Bir de bir makalede okumuştum. (Büyük ihtimalle Milliyet-Galeri’de
görmüşümdür.) Yazarların yazılarını yaratırken yaptıkları değişik şeyler
başlıklı bir şeydi. Ayağını suya sokanlar, kuma değdirenler, kahvesiz
yazamayanlar gibi gibi. İnsan merak ediyor gerçekten. Biraz da kendini
sorguluyor: “Ben niye pijamalarımla yatağımda bilgisayarı kucağıma almış
yazıyorum lan?” diye. Kendimi zor tutuyorum banyodan çamaşır leğenini
getirmemek için. Belki o zaman büyüleyici şeyler çıkacak ortaya. Bir de götü
göğe ermeden yazamayanlar var ama onlar bu yazımın konusu değil lütfen.
Bu
satırları çikolatamı yerken icra ediyorum.
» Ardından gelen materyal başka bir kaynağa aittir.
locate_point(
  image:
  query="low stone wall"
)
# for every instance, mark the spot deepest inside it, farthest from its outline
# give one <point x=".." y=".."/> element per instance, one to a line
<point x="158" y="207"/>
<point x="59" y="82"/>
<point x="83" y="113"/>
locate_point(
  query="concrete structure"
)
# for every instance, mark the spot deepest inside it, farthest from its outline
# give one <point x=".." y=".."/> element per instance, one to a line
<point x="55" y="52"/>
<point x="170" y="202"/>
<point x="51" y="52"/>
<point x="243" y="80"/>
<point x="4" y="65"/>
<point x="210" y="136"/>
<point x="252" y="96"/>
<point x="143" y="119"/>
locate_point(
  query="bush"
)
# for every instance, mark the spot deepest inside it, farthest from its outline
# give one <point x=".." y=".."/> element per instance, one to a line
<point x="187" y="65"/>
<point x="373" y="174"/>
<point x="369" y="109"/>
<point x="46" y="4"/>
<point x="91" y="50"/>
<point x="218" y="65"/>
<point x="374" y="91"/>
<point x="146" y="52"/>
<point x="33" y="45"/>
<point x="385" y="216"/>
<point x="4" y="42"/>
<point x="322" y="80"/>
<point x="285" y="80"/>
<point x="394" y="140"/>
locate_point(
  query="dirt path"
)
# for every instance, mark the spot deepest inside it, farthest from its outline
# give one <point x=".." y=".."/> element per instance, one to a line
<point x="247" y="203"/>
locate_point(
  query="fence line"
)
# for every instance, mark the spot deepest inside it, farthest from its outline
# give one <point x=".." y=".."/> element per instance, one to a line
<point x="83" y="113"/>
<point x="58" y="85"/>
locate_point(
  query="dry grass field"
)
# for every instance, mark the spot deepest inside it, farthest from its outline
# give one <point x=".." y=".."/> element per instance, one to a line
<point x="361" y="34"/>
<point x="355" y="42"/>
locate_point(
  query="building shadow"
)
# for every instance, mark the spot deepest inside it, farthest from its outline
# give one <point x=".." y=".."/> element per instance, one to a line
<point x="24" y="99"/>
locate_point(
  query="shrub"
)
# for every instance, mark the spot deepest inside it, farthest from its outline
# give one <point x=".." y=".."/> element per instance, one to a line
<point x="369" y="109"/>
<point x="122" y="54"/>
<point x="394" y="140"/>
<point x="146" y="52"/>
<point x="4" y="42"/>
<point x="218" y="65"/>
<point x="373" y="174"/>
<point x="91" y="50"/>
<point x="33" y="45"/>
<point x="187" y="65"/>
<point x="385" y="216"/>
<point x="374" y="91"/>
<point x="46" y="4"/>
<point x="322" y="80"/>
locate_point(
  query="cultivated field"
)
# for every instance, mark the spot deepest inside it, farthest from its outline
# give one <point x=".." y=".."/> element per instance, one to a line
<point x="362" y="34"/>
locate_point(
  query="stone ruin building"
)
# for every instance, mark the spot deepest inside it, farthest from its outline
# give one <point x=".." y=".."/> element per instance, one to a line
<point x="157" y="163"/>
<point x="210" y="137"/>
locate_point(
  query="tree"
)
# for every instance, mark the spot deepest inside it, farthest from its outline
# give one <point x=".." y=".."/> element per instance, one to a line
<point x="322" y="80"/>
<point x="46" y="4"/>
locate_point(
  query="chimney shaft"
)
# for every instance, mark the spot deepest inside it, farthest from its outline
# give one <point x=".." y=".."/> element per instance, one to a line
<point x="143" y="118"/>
Annem geldi odaya “Çöpleri at dışarı
çıkarken.” dedi. Telefonum çaldı, açtım, arkadaşım banko maç istedi. Sokakta bi
adam “Amını siken.” diye bağırdı. Neyse ben önemli değilim burada. Önemli olan
büyük yazarlar. Acaba hâlâ daktilo ile yazan var mı? Vardır tabii ki de. O ses
ilham veriyordur belki. İlham bu abi? Nerden geleceği belli olmuyor. Bazen bir
elektrik kablosu bile ilham verebiliyor insana. Şeyi de merak ediyorum mesela.
Yazarlar kitaplarını yazarken kaynaklardan (kişiler, kurumlar, belgeler vb.) ne
derece faydalanıyorlar? Günün hangi saatleri yazmayı tercih ediyorlar? Sözlük
kullanıyorlar mı? Müzik dinliyorlar mı yazarken? Oğlum siz en iyisi bana birkaç
tane yazar bulun lan? Çok soru sorasım var çünkü onlara.